What as an DBA, you will suggest to the app team to channge in the query.?
Explain plan is always there but without explain plan can we pegion hole the problem in the query which is causing this high CPU. Like in the case of high IO, we can predict that there might be a lot of hard parses happening and also in the case of high memory utilization (RAM) we can say that lots of sorting must be happening in this query, going on the same road can we predict something when mainly the CPU is high for a specific query.
as a DBA, you shouldn't make any recommendations at this point -- trial-and-error method is very messy and inefficient. You should determine the cause of excessive CPU usage first, and then make a recommendation based on that. Typical causes are:
- high number of logical reads
- expensive in-memory sorts
- expensive in-memory hash joins
- abuse of PL/SQL subroutines in a query (e.g. use of a user-defined function in a join condition)
An important thing to consider is that unless your query is running in parallel, it cannot take more than one CPU at a time. So if your system has multiple CPUs and CPU utilization approaches 100%, you cannot blame a serially executed query for that (unless, of course, multiple sessions are firing it simultaneously).
Another thing to consider is that queries are supposed to consume database resources (including CPU), and one only should worry if resource consumption is unreasonable. So it's not possible to tell whether a query is taking too much CPU or not without knowing how much work it has to do -- first of all, how much data it has to process. E.g. if a query is not using aggregation and returns just 1 row, and it takes 1 CPU minute to do so, it's suspicious. If a process loads a billion rows into a table and takes a few CPU hours to do it, it's probably fine.
Logical Reads translate to CPU Cycles instead of I/O cycles.
Logical Reads are preferred over Physical Reads, True. But many SQLs also do too many Logical Reads. An example is a query that uses a Nested Loop a million times, with the same buffers (blocks) being read repeatedly. Since it is the same blocks, they are in the buffer cache but each read takes CPU.
Hemant K Chitale
confusingly, "logical read" has two meanings in Oracle: "a read from buffer cache not preceded by a read from disk (i.e. the data were already in the buffer cache)" or "a read from buffer cache, regardless to whether or not it was preceded by a disk read". When people say "do as few logical reads as possible" they use the latter meaning, i.e. they mean that you should minimize the amount of data processed per a returned byte, not that you should read data from disk rather than from cache (that would be crazy).
From real life:
I have a query that is running quickly, but suddenly changed to running slowly. Investigating it, I find the plan changed to a full index scan. This index is repeatedly fully scanned in a large SGA on a system that isn't particularly busy otherwise. So Oracle keeps it in memory, and spikes cpu while grinding through it to find a few rownums at the end. I would want to reduce these logical reads, because it is just plain unnecessary work. I could hint the query, or better, fix the statistics so Oracle doesn't decide to do the silly full scan.
That is what reducing logical reads means, both in the above example and the very common nested loops example Hemant gave. Reducing unnecessary work.

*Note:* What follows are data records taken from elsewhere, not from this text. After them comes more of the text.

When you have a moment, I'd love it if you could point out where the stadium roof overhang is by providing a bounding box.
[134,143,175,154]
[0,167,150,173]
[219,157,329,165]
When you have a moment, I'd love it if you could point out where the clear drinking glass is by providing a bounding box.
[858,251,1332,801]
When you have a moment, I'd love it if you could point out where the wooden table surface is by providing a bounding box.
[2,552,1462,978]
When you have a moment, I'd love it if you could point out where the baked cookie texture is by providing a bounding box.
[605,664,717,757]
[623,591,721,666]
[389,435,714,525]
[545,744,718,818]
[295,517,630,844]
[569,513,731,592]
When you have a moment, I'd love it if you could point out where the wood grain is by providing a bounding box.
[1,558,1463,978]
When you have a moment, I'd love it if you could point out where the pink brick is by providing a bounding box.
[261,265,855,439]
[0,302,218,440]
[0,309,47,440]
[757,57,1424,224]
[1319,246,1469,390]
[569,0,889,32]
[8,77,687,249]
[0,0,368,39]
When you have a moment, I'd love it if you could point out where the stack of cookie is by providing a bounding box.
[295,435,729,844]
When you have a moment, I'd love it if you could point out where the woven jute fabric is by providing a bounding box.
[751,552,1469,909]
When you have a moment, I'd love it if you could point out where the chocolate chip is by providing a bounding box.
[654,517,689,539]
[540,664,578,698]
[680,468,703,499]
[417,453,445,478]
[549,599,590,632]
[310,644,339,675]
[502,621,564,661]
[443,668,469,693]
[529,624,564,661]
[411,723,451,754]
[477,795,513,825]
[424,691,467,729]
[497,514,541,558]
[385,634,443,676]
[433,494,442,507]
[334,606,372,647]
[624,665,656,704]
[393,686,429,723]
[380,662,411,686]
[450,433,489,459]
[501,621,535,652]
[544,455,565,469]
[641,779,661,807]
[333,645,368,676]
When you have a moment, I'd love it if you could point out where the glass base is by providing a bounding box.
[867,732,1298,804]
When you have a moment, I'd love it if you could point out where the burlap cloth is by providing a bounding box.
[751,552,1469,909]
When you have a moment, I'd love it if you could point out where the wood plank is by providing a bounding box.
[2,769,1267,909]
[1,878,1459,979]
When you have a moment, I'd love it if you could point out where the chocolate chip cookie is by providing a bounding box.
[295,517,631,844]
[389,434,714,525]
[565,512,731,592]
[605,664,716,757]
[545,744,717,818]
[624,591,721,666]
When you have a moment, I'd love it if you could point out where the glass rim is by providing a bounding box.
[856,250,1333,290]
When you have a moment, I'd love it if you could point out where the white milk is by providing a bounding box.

Now, that is why I answered insufficient information to the original question. I would hope the interviewer was looking for the thought processes you would bring to bear on such a question, answering like Nikolay's first response. But if he was looking for something specific, it could simply be a bad question, as you find in some online interview lists, and even some books.
There could even be no change needed to the Oracle query in the original question, as a busy system may be close to being loaded, but the particular query pushes it over the edge, the run queues start lengthening, and everything goes to hell. This is common when letting DSS queries loose on OLTP systems. The answer then might be "don't run the stupid query" (ie, run it on a different system dedicated to DSS queries, or have time windows for running some queries).